The hunt for an emperor's face

Filmmaker Chen and a team of researchers used AI-assisted 3D scanning and nondestructive testing to identify and digitally reunite a missing fragment of an emperor’s face from the Longmen Grottoes in Shanxi province, uncovering a decades-long smuggling trail. The project, documented in Chen’s series *Hello AI*, combined technology with cultural preservation to authenticate a single genuine piece among fakes and virtually reconstruct the ancient reliefs without physical reassembly.

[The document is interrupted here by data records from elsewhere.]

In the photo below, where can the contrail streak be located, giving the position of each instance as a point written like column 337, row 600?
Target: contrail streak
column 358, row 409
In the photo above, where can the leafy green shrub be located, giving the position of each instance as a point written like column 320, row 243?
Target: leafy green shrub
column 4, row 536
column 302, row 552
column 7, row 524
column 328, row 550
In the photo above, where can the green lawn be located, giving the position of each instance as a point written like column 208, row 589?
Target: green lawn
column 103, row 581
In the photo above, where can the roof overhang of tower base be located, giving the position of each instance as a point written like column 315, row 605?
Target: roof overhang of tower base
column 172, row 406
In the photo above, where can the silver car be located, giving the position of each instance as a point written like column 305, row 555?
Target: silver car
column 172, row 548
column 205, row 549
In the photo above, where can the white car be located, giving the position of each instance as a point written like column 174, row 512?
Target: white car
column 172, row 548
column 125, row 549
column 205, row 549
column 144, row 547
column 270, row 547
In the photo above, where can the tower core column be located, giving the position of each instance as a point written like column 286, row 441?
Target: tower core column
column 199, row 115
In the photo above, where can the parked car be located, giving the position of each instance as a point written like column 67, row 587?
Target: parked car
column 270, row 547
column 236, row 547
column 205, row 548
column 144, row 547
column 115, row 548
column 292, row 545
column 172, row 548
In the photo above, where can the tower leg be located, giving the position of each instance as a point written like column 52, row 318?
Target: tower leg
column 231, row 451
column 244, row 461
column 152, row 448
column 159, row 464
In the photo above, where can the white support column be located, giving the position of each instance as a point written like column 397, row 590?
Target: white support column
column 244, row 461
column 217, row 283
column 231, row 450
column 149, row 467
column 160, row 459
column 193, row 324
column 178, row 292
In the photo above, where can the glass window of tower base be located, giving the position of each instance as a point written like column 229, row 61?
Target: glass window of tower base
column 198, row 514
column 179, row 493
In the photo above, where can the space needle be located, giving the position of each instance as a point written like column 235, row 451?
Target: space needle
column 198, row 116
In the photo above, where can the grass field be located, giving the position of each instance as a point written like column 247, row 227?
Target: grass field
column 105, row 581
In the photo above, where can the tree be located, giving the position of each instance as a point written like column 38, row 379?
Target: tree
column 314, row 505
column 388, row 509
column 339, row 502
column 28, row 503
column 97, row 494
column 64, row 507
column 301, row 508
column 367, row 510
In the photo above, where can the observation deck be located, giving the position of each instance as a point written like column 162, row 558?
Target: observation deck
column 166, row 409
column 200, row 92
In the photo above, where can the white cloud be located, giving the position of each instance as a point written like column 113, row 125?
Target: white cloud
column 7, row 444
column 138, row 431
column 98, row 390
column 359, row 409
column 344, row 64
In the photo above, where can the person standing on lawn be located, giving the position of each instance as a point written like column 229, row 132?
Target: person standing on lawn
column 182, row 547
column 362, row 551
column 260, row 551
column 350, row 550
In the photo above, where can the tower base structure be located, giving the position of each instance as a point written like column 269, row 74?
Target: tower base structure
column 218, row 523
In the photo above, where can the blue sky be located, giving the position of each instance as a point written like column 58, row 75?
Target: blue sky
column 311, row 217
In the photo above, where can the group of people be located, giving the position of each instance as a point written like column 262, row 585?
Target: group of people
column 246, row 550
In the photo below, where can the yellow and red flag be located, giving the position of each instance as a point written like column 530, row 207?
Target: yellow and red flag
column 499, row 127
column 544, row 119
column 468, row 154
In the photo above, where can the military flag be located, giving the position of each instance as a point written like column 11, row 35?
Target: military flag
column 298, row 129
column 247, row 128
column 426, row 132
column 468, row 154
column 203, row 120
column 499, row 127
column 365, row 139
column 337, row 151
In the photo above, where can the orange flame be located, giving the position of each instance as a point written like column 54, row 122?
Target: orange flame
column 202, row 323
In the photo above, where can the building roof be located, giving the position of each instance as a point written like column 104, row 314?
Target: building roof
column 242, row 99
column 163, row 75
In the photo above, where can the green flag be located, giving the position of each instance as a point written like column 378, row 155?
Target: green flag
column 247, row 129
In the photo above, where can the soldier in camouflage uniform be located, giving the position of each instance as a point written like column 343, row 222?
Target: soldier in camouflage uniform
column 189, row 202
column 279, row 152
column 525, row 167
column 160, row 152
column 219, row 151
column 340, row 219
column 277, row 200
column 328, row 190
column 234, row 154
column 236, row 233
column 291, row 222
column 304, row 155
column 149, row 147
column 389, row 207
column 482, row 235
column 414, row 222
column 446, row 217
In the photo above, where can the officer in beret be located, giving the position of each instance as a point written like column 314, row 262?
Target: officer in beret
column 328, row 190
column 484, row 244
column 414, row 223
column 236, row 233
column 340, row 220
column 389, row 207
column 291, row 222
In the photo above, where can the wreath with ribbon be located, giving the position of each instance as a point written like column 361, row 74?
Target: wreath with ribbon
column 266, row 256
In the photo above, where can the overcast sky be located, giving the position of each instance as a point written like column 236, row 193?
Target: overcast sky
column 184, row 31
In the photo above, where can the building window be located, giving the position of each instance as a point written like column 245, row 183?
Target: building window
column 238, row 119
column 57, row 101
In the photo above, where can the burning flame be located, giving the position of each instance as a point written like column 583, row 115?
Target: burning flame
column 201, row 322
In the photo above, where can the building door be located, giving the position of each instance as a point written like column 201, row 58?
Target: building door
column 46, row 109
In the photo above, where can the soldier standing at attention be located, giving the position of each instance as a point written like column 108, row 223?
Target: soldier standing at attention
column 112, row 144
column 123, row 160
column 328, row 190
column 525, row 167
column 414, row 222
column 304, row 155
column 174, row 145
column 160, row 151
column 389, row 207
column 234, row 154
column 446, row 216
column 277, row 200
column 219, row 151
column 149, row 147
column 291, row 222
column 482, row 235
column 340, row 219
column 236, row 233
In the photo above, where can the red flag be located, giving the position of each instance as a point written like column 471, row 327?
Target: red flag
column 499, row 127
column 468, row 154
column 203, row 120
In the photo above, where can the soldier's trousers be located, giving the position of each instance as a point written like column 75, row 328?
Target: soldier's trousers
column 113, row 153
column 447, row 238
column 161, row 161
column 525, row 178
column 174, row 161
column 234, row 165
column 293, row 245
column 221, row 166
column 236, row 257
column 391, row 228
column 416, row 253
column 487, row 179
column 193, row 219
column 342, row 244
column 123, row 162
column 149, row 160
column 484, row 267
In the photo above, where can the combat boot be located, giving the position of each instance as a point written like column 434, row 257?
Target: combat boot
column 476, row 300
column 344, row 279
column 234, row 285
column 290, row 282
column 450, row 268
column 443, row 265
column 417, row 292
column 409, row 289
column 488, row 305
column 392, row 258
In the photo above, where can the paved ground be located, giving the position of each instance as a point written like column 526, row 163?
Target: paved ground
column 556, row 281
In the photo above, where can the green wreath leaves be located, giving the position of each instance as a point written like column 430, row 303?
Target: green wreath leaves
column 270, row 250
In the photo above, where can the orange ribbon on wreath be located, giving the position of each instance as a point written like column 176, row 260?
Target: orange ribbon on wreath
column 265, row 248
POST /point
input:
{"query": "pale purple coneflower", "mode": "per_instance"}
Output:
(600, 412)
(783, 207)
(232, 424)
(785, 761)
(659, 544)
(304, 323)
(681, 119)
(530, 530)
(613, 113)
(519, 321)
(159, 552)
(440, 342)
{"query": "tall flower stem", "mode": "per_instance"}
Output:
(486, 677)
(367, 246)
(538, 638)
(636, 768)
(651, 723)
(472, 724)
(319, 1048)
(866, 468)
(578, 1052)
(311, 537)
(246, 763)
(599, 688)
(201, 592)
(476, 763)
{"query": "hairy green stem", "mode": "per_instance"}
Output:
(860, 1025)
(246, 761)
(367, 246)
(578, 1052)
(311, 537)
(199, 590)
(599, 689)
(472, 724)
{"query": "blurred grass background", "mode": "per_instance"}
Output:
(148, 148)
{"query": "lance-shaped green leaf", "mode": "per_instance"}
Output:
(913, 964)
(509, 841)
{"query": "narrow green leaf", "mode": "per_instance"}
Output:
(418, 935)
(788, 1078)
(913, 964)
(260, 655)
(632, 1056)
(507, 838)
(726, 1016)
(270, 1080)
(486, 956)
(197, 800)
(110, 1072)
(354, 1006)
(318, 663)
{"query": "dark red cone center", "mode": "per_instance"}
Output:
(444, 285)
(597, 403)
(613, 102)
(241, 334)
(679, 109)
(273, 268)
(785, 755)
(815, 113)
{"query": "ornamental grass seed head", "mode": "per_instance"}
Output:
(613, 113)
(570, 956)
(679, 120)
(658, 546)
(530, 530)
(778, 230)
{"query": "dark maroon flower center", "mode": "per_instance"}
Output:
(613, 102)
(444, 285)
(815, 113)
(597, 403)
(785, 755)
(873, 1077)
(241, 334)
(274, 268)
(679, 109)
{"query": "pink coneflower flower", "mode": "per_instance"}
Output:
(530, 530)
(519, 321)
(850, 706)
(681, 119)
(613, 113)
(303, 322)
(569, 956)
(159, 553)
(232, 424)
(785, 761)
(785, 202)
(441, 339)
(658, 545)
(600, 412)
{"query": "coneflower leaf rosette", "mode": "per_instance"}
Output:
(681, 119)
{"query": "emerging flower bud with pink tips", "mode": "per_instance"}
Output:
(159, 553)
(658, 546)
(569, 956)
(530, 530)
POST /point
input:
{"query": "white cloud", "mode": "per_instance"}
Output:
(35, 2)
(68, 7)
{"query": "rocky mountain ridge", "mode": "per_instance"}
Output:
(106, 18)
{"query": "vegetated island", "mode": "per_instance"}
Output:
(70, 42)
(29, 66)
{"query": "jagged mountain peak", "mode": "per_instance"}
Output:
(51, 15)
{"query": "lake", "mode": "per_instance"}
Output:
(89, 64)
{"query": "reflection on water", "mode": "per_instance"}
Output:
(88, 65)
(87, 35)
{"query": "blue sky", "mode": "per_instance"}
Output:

Filmmaker Chen first encountered the Longmen Grottoes project in 2022 while filming *Hello AI*, her documentary series exploring AI’s role in cultural heritage. Collaborating with remote sensing expert Huang Xianfeng, she traced a missing emperor’s relief fragment to a 1930s Harvard University archive, where a letter and sketch confirmed American curators had also sought the same piece. The fragment, later found in Longmen’s storeroom, had been smuggled overseas decades earlier. In 2024, the Longmen Grottoes Research Institute launched a digital restoration effort led by Gao Junping. Researchers used nondestructive testing to analyze five candidate fragments, with Tian Hengci of the Chinese Academy of Sciences identifying only one—H05—as chemically matching the original cave wall. The tiny piece, roughly the size of a palm, was the sole authentic fragment amid counterfeits. To locate its original position, the team employed high-precision 3D scanning and AI-assisted surface matching, a process Chen calls ‘digital reunion.’ This method virtually reassembles scattered fragments without physical movement, creating a digital archive for future generations. Chen frames the project as a ‘civilization backup,’ ensuring cultural heritage survives beyond physical decay. The documentary highlights how AI bridges technology and humanities, with Chen describing the fusion as essential to modern cultural preservation. ‘Hard technology plus soft humanities’ defines the trend, she says, emphasizing that digital tools now play a critical role in safeguarding artifacts like the Longmen reliefs.